- Location of Gmina Osiek Mały
- Coordinates (Osiek Mały): 52°17′N 18°35′E﻿ / ﻿52.283°N 18.583°E
- Country: Poland
- Voivodeship: Greater Poland
- County: Koło
- Seat: Osiek Mały

Area
- • Total: 87.33 km^{2} (33.72 sq mi)

Population (2006)
- • Total: 5,866
- • Density: 67/km^{2} (170/sq mi)

= Gmina Osiek Mały =

Gmina Osiek Mały is a rural gmina (administrative district) in Koło County, Greater Poland Voivodeship, in west-central Poland. Its seat is the village of Osiek Mały, which lies approximately 10 km north of Koło and 115 km east of the regional capital Poznań.

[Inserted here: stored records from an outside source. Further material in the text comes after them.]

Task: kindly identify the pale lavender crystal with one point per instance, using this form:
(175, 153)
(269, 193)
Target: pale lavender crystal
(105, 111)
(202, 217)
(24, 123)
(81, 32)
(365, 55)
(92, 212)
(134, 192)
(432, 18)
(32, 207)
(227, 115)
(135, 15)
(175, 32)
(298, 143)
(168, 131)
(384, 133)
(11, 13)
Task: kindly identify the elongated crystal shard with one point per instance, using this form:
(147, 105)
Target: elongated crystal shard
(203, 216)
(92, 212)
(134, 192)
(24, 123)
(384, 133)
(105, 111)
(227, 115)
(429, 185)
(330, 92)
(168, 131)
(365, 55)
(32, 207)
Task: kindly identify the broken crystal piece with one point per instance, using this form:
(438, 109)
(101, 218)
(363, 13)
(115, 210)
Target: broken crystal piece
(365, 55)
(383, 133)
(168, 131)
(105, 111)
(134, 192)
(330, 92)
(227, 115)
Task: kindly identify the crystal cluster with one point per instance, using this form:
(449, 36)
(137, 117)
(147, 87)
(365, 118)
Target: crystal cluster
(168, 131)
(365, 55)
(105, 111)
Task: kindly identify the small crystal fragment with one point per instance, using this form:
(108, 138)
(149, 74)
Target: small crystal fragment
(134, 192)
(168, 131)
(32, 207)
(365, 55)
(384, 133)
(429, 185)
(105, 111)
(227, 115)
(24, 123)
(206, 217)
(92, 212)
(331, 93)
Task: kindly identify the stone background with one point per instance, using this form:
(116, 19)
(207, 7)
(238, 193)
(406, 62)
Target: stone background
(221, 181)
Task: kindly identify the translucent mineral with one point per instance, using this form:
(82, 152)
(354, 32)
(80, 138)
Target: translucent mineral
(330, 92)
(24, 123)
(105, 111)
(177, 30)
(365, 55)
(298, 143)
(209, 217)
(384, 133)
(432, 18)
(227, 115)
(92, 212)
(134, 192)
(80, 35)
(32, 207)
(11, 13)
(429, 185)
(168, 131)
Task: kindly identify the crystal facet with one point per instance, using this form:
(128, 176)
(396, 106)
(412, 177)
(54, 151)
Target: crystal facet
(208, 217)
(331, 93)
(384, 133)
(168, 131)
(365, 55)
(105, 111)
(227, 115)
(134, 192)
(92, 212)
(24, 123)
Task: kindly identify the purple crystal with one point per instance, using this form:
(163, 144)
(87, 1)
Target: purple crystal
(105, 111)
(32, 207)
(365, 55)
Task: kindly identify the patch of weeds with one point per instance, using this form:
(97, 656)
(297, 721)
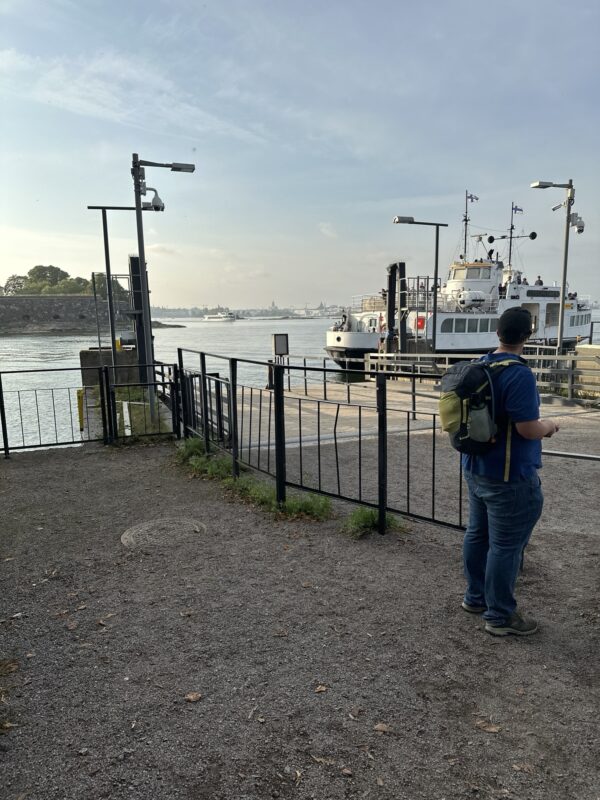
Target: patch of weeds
(189, 448)
(307, 505)
(216, 467)
(261, 494)
(252, 491)
(363, 521)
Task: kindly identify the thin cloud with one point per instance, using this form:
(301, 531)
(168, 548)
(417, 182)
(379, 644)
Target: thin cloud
(115, 88)
(328, 230)
(163, 249)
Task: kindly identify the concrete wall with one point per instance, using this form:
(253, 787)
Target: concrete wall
(35, 314)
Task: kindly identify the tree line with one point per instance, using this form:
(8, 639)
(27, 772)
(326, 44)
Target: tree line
(46, 280)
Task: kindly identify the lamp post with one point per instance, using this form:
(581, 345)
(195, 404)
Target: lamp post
(139, 188)
(437, 226)
(109, 294)
(571, 219)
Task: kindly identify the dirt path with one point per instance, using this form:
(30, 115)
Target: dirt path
(254, 615)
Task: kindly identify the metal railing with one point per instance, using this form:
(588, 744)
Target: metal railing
(62, 406)
(307, 433)
(376, 444)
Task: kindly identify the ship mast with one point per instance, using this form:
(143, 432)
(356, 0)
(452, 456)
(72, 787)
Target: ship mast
(468, 198)
(514, 209)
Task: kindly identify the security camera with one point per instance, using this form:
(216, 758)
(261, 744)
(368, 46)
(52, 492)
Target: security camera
(577, 222)
(156, 204)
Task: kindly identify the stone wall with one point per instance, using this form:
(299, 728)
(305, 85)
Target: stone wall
(36, 314)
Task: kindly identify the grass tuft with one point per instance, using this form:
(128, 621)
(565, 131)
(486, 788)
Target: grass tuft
(363, 521)
(260, 494)
(189, 448)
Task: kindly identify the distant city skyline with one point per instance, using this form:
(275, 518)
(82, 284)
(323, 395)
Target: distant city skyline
(311, 127)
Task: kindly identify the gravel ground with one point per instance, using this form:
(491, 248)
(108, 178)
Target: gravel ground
(315, 666)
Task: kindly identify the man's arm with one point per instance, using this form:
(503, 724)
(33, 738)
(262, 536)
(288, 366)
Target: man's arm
(537, 428)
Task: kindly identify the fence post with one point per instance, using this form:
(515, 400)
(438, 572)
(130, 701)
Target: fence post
(381, 450)
(103, 404)
(235, 467)
(279, 413)
(571, 378)
(182, 396)
(204, 400)
(3, 420)
(111, 414)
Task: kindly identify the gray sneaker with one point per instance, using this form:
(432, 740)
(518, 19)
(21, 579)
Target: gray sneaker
(516, 625)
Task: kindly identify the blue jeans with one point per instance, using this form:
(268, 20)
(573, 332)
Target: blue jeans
(501, 519)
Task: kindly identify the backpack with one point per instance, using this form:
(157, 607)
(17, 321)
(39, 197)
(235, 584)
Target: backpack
(467, 406)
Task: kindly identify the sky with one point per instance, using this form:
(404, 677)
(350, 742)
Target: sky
(311, 126)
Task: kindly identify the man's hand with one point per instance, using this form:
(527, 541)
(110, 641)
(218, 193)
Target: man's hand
(555, 428)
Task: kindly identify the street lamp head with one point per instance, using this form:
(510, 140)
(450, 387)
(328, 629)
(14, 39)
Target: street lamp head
(175, 167)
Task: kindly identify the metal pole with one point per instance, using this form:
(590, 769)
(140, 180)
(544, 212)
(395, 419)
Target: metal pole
(279, 413)
(402, 306)
(97, 320)
(109, 297)
(563, 285)
(233, 416)
(391, 308)
(137, 173)
(3, 421)
(381, 451)
(204, 401)
(435, 282)
(183, 393)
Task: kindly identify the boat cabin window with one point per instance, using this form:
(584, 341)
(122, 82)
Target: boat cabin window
(580, 319)
(469, 325)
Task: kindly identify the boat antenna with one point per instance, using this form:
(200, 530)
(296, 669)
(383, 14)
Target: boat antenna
(469, 198)
(514, 209)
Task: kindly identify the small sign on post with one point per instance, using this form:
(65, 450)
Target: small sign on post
(280, 344)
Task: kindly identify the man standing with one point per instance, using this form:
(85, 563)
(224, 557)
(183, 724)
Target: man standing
(504, 488)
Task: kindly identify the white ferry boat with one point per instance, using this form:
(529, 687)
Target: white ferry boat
(469, 303)
(221, 316)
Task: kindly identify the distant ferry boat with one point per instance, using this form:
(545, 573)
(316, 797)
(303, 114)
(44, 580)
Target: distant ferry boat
(222, 316)
(468, 307)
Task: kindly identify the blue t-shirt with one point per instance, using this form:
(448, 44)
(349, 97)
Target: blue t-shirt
(517, 400)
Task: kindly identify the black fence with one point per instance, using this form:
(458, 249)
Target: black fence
(326, 431)
(375, 442)
(50, 407)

The gmina covers an area of 87.33 km2, and as of 2006 its total population is 5,866.

==Villages==
Gmina Osiek Mały contains the villages and settlements of Borecznia Wielka, Dęby Szlacheckie, Drzewce, Felicjanów, Grądy, Lipiny, Łuczywno, Maciejewo, Młynek, Moczydła, Nowa Wieś, Nowe Budki, Nowy Budzisław, Osiek Mały, Osiek Mały-Kolonia, Osiek Wielki, Rosocha, Smólniki Osieckie, Smólniki Racięckie, Stare Budki, Stary Budzisław, Szarłatów, Trzebuchów, Witowo and Zielenie.

==Neighbouring gminas==
Gmina Osiek Mały is bordered by the town of Koło and by the gminas of Babiak, Koło, Kramsk and Sompolno.